Dimanganese and diiron complexes of a binucleating cyclam ligand: four-electron, reversible oxidation chemistry at high potentials.

The reaction of a binucleating biscyclam ligand cyclam(2)(i)PrO [where cyclam(2)(i)PrO = (1,3-bis[1,4,8,11-tetraazacyclododecane]-2-hydroxypropane] with Mn(CF(3)SO(3))(2) or Fe(CF(3)SO(3))(2).2MeCN gives [(cyclam(2)(i)PrO)Mn(2)(mu-CF(3)SO(3))](CF(3)SO(3))(2) (4) and [(cyclam(2)(i)PrO)Fe(2)(mu-CF(3)SO(3))](CF(3)SO(3))(2) (6), respectively. [(cyclam(2)(i)PrO)Mn(2)(mu-N(3))](CF(3)SO(3))(2) (5) is obtained by the reaction of 4 with NaN(3).
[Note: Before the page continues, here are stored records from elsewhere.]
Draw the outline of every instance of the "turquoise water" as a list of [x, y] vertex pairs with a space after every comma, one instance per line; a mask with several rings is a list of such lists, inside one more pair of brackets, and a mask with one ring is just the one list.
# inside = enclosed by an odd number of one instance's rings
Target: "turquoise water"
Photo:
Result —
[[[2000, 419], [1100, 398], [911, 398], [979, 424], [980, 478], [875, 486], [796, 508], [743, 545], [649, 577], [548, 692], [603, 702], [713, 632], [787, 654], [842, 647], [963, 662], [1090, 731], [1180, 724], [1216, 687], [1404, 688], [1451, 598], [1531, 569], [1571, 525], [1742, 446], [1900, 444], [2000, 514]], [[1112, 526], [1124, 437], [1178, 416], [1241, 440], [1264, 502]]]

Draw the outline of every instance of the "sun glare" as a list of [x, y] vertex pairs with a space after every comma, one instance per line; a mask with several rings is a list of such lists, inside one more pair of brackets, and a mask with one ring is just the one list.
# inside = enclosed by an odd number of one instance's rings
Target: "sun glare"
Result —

Single-crystal X-ray structural characterization indicates that in each of the bimetallic complexes the two metal centers are facially coordinated by a cyclam ligand and bridged by the isopropoxide linker of the ligand in addition to a triflate counteranion. Upon replacement of the triflate bridge with the single-atom bridge of an end-bound azide ligand in 5, the Mn-Mn distance decreases by 0.38 A. All of the complexes are high-spin and colorless and were characterized by magnetic susceptibility measurements, electron paramagnetic resonance spectroscopy, and electrochemical methods. Magnetic susceptibility measurements indicate that 4 and 6 are weakly antiferromagnetically coupled while 5 is weakly ferromagnetically coupled. Cyclic voltammetry measurements indicate that the hard donor amine ligands impart high oxidation potentials to the metal centers and that four-electron redox activity can be accessed with a narrow potential range of 0.72 V. Upon inclusion of water in the cyclic voltammetry experiment, the oxidative waves shift to higher potentials, which is consistent with water binding the manganese centers. The diiron complex 6 displays four one-electron redox couples, of which the final two are irreversible. Inclusion of water in the cyclic voltammetry measurement for compound 6 resulted in two sets of shifted peaks, which suggests that two molecules of water bind the diiron core. In accordance with the observed reversibility of the electrochemical results, the dimanganese complex is more efficient than the diiron complex for mediating O-atom transfer to organic substrates and is an excellent hydrogen peroxide disproportionation catalyst, with the reaction proceeding for over 20,000 turnovers.